24-10-2018

The Dive – War is a culture

By

    Israeli Yona Rozenkier’s semi-autobiographical first feature is a take on culture of violence, militarism, and masculinity - not necessarily limited to the director’s home country. Having debuted in Locarno, The Dive follows three brothers reunited for their father’s funeral and their different approach to military service in the early days of the 2006 Lebanon War. A family drama borrowing from the western genre, the film never really comments on the military actions of Israel, but rather keeps the focus on the soldiers’ perspective, dealing with topics of PTSD, and the cultural impact of the conflict.

    The Dive is set in a nearly empty kibbutz, with only a couple of families left, and around the vast deserted lands nearby. Here arrives a solitary hero with a nebulous past, Yoav, to bury the father who always found him a disappointment. Having lost touch with his family for years, he is reunited with Itai (played by the director himself), a rather bitter but proud brother, and Avishai, the youngest sibling about to be shipped off to war after only a few days of training. The cleverly structured script gradually adds layers to the conflict between Yoav and Itai, but it seems to always circle back and return to the issue of fighting for one’s country. Itai finds it a duty, while Yoav doesn’t see any value in it anymore. We never really learn what happened to Yoav during his previous deployment, but his anxiety attacks are telling, as are his attempts to persuade the youngest, scared brother not to return to his unit.

    The film shows us how violence and militarism are embedded in our culture. More often than not, issues between the brothers turn into some form of aggression, like in the scene set in the old ruins of a building where Itai ‘kills’ Yoav with a paintball gun, or during their war-like hunting expeditions on the trail of a wild animal. The film suggests we are so used to various forms of aggression in our culture – even in ‘innocent’ games – that we can’t see how they are connected to those horrors of war that we are always quick to condemn.
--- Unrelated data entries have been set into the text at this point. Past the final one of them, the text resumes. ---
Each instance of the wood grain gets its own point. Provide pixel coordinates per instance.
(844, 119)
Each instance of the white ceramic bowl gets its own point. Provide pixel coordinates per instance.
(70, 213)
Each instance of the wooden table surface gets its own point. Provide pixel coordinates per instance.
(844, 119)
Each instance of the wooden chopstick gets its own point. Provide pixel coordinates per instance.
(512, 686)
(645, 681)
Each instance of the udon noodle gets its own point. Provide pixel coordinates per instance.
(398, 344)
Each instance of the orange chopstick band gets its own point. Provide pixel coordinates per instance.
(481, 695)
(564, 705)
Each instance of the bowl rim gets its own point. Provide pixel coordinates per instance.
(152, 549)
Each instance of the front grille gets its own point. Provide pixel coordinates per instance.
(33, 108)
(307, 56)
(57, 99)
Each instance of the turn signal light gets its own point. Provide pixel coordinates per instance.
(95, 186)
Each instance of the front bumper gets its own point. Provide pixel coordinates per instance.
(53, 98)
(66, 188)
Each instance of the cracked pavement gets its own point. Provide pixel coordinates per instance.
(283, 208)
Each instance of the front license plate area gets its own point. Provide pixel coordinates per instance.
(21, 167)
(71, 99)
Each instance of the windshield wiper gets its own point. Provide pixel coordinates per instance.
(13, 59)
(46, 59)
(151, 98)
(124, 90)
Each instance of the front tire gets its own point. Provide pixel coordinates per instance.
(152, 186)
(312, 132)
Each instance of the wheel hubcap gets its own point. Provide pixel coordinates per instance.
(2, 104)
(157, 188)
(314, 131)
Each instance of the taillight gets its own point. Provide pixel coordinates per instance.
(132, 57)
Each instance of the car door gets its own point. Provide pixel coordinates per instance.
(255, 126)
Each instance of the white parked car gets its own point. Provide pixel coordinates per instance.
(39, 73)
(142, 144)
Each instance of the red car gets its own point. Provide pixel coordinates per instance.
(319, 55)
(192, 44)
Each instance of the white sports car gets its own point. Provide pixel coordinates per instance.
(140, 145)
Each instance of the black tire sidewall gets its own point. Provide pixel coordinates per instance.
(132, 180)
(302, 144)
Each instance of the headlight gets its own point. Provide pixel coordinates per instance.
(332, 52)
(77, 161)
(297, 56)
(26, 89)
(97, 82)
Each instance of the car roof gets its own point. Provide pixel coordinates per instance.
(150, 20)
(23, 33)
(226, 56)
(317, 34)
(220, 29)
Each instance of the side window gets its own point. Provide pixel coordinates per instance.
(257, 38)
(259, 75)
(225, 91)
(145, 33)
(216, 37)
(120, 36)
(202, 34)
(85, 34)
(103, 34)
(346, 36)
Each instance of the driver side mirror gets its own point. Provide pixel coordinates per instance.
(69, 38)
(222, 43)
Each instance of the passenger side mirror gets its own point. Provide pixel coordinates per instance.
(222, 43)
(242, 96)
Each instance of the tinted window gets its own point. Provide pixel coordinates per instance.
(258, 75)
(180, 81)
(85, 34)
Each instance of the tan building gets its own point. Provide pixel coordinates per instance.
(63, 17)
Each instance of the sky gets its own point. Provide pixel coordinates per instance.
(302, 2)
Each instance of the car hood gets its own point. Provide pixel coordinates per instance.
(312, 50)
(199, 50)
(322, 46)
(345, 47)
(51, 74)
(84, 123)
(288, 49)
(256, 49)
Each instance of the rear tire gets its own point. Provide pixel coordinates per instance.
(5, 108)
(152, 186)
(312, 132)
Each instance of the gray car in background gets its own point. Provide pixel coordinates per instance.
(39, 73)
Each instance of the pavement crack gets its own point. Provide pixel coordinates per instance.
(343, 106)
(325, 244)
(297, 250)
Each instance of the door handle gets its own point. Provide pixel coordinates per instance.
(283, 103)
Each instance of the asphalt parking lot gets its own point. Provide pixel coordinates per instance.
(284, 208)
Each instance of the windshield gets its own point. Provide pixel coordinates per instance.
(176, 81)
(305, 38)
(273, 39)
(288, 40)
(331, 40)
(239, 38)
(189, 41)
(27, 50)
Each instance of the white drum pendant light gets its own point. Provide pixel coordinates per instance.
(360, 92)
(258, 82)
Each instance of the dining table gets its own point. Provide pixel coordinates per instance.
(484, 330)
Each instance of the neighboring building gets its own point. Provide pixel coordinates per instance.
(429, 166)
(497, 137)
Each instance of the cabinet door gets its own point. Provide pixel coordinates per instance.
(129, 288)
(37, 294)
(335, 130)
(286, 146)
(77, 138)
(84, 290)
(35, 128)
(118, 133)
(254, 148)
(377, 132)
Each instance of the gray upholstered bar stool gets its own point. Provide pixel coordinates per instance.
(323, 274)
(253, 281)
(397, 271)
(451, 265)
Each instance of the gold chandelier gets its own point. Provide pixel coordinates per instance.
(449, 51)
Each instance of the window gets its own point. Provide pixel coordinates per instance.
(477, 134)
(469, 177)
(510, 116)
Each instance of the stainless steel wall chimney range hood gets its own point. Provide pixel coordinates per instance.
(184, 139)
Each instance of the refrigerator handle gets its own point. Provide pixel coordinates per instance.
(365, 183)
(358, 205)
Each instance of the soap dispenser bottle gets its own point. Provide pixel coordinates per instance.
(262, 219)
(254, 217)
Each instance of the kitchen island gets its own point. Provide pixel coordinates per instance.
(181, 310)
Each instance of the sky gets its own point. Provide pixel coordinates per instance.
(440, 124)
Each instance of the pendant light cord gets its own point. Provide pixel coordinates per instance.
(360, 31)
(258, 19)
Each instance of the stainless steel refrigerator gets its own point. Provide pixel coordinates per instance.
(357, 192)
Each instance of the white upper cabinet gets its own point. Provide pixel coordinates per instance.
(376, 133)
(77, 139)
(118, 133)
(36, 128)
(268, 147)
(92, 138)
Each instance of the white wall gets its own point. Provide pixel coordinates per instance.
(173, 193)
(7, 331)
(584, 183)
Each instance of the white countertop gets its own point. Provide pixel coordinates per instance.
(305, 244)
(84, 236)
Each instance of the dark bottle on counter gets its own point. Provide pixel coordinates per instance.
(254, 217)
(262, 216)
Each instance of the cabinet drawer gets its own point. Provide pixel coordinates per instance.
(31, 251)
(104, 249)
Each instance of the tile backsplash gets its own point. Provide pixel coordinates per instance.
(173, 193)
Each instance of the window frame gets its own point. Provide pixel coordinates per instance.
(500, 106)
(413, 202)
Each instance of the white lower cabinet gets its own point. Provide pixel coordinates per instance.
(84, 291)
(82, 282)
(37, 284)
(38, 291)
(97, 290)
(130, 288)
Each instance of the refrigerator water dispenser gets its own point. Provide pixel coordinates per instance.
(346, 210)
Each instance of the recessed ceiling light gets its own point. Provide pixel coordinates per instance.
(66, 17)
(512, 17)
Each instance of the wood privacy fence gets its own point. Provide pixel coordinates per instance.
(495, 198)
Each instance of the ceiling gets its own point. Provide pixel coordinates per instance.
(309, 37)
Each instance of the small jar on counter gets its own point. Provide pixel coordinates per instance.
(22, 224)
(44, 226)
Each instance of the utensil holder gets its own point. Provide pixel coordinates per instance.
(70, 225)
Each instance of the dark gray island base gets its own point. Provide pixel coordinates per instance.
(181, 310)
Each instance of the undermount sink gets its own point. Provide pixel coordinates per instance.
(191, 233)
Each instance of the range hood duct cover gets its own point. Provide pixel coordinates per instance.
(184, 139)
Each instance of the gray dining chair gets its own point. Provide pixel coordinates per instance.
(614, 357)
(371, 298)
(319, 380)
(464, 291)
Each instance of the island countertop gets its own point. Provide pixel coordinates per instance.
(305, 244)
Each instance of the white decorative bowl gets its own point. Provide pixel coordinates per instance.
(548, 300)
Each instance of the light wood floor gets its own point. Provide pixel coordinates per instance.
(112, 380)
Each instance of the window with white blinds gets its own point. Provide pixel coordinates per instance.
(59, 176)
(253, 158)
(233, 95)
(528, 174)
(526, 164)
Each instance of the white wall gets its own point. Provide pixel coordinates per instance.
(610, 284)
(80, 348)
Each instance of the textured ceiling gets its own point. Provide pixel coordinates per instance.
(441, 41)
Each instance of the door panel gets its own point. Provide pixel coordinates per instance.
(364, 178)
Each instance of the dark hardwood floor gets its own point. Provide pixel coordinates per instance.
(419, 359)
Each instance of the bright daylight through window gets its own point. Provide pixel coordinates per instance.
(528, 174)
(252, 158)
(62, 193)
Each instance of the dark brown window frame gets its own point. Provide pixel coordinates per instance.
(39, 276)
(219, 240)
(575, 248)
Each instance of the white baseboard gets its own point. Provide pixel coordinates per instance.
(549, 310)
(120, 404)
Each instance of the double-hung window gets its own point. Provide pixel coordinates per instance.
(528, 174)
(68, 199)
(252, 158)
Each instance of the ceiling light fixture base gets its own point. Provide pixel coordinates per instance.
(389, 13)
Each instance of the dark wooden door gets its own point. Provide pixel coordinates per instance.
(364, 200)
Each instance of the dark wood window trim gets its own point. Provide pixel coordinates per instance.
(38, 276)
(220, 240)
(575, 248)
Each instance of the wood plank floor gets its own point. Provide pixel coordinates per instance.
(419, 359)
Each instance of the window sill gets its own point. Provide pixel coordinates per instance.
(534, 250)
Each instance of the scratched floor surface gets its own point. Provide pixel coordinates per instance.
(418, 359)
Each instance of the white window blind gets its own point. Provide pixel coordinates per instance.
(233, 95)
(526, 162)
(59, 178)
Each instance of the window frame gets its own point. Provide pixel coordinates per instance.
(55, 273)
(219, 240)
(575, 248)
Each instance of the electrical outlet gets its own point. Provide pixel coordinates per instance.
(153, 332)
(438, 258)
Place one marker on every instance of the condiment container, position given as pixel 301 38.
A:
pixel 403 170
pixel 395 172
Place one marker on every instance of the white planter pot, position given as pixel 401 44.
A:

In the most explicit (and somewhat in-your-face) condemnation of (pop)culture, Yoav looks at a poster of Clint Eastwood in ‘western hero’ mode before concluding, “This is all your fault.”

    Such a stand makes the film rather universal – it focuses on a soldier who is pushed into the service (because it’s patriotic, or manly, or just right) and on a society in which this common occurrence is deeply ingrained. At the same time, the Israeli setting, with its own specific history of military service, can’t be ignored, though the film never tackles the merits of the ongoing Lebanese War. It rather shows how military service and the constant threat of war influence relations within the family and in day-to-day life. Yoav had to run away from his family and from the military culture it represents, refusing to forgive his father even after his death. And apart from its bursts of violence, the film also shows us inconspicuous details about living as part of such a culture: characters carrying weapons, often advanced automatic ones, way too often; or being so used to a state of war that they can only resort to making cynical jokes about it.

    Far from being a pacifist pamphlet, The Dive dissects a culture that takes violence as the norm. And with Yoav abandoning his family even in times of need, it questions his moral compass while refraining from portraying him as a flawless hero. This is another moment that suggests the complexity of the problem and the impossibility of easy answers – which the film never provides.